Dataset used in Janssen and Geiser (2010).

Usage

data(data.janssen) data(data.janssen2)

Arguments

Format

  • data.janssen is a data frame with 346 observations on the 8 items of the following format 'data.frame': 346 obs. of 8 variables: $ PIS1 : num 1 1 1 0 0 1 1 1 0 1 ... $ PIS3 : num 0 1 1 1 1 1 0 1 1 1 ... $ PIS4 : num 1 1 1 1 1 1 1 1 1 1 ... $ PIS5 : num 0 1 1 0 1 1 1 1 1 0 ... $ SCR6 : num 1 1 1 1 1 1 1 1 1 0 ... $ SCR9 : num 1 1 1 1 0 0 0 1 0 0 ... $ SCR10: num 0 0 0 0 0 0 0 0 0 0 ... $ SCR17: num 0 0 0 0 0 1 0 0 0 0 ...
  • data.janssen2 contains 20 IST items: 'data.frame': 346 obs. of 20 variables: $ IST01 : num 1 1 1 0 0 1 1 1 0 1 ... $ IST02 : num 1 0 1 0 1 1 1 1 0 1 ... $ IST03 : num 0 1 1 1 1 1 0 1 1 1 ... [...] $ IST020: num 0 0 0 1 1 0 0 0 0 0 ...

References

Janssen, A. B., & Geiser, C. (2010). On the relationship between solution strategies in two mental rotation tasks.
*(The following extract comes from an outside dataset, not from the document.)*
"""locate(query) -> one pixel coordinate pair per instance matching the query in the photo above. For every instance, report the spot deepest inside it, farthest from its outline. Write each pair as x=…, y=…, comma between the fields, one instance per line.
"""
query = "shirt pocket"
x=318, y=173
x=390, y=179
Learning and Individual Differences, 20(5), 473-478.

Examples

Run this code
## Not run: 
# #############################################################################
# # EXAMPLE 1: CCT data, Janssen and Geiser (2010, LID)
# #            Latent class analysis based on data.janssen
# #############################################################################
# 
# data(data.janssen)
# dat <- data.janssen
# colnames(dat)
#   ##   [1] "PIS1"  "PIS3"  "PIS4"  "PIS5"  "SCR6"  "SCR9"  "SCR10" "SCR17"
# 
# #*********************************************************************
# #*** Model 1: Latent class analysis with two classes  
# 
# tammodel <- "
# ANALYSIS:
#   TYPE=LCA;
#   NCLASSES(2);   
#   NSTARTS(10,20); 
# LAVAAN MODEL:
#   # missing item numbers (e.g. PIS2) are ignored in the model
#   F =~ PIS1__PIS5 + SCR6__SCR17
#     "    
# mod3 <- tamaan( tammodel , resp=dat  )
# summary(mod3)
# 
# # extract item response functions
# imod2 <- IRT.irfprob(mod3)[,2,]
# # plot class specific probabilities
# ncl <- 2
# matplot( imod2 , type="o" , pch=1:ncl , xlab="Item" , ylab="Probability" )
# legend( 1 , .3 , paste0("Class",1:ncl) , lty=1:ncl , col=1:ncl , pch=1:ncl )
# 
# #*********************************************************************
# #*** Model 2: Latent class analysis with three classes  
# 
# tammodel <- "
# ANALYSIS:
#   TYPE=LCA;
#   NCLASSES(3);   
#   NSTARTS(10,20); 
# LAVAAN MODEL:
#   F =~ PIS1__PIS5 + SCR6__SCR17
#     "    
# mod3 <- tamaan( tammodel , resp=dat  )
# summary(mod3)
# 
# # extract item response functions
# imod2 <- IRT.irfprob(mod3)[,2,]
# # plot class specific probabilities
# ncl <- 3
# matplot( imod2 , type="o" , pch=1:ncl , xlab="Item" , ylab="Probability" )
# legend( 1 , .3 , paste0("Class",1:ncl) , lty=1:ncl , col=1:ncl , pch=1:ncl )
# 
# # compare models
# AIC(mod1); AIC(mod2)		
# ## End(Not run)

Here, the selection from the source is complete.